An Integrative Survey on Mental Health Conversational Agents to Bridge Computer Science and Medical Perspectives
This survey bridges the gap between computer science and medicine for mental health conversational agents, offering recommendations to foster cross-disciplinary development, though it is incremental as it synthesizes existing knowledge.
The authors conducted a systematic review of 534 papers from computer science and medicine to address the disciplinary divide in mental health conversational agents, revealing 136 key papers with distinct focuses: computer science emphasizes LLM techniques and automated metrics, while medicine uses rule-based agents and health outcome metrics.
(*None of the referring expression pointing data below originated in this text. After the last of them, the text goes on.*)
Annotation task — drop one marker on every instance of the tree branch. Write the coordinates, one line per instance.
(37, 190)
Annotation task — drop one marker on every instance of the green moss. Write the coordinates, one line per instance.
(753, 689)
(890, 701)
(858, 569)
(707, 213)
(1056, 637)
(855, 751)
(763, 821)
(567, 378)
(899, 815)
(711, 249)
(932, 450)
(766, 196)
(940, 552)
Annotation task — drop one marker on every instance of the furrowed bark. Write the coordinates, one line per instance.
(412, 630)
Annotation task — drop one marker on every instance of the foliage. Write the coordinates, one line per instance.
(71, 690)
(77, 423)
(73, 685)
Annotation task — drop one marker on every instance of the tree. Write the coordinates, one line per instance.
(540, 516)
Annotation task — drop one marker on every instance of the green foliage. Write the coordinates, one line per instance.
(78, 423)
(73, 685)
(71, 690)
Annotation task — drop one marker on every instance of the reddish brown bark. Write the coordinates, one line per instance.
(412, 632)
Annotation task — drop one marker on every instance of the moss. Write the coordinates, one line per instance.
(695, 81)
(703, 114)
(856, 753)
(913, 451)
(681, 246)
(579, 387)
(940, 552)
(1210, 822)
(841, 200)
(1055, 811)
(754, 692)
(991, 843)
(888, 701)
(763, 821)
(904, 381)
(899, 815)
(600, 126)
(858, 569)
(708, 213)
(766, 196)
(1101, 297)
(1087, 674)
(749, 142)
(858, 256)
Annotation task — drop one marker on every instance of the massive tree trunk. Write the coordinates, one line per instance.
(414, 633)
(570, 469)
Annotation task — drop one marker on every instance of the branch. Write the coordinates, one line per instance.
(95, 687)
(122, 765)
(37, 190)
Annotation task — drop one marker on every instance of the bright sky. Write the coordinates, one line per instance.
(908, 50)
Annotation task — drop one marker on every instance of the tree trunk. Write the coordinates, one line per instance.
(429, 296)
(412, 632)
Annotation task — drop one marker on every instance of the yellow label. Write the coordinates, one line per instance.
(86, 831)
Mental health conversational agents (a.k.a. chatbots) are widely studied for their potential to offer accessible support to those experiencing mental health challenges. Previous surveys on the topic primarily consider papers published in either computer science or medicine, leading to a divide in understanding and hindering the sharing of beneficial knowledge between both domains. To bridge this gap, we conduct a comprehensive literature review using the PRISMA framework, reviewing 534 papers published in both computer science and medicine. Our systematic review reveals 136 key papers on building mental health-related conversational agents with diverse characteristics of modeling and experimental design techniques. We find that computer science papers focus on LLM techniques and evaluating response quality using automated metrics with little attention to the application while medical papers use rule-based conversational agents and outcome metrics to measure the health outcomes of participants. Based on our findings on transparency, ethics, and cultural heterogeneity in this review, we provide a few recommendations to help bridge the disciplinary divide and enable the cross-disciplinary development of mental health conversational agents.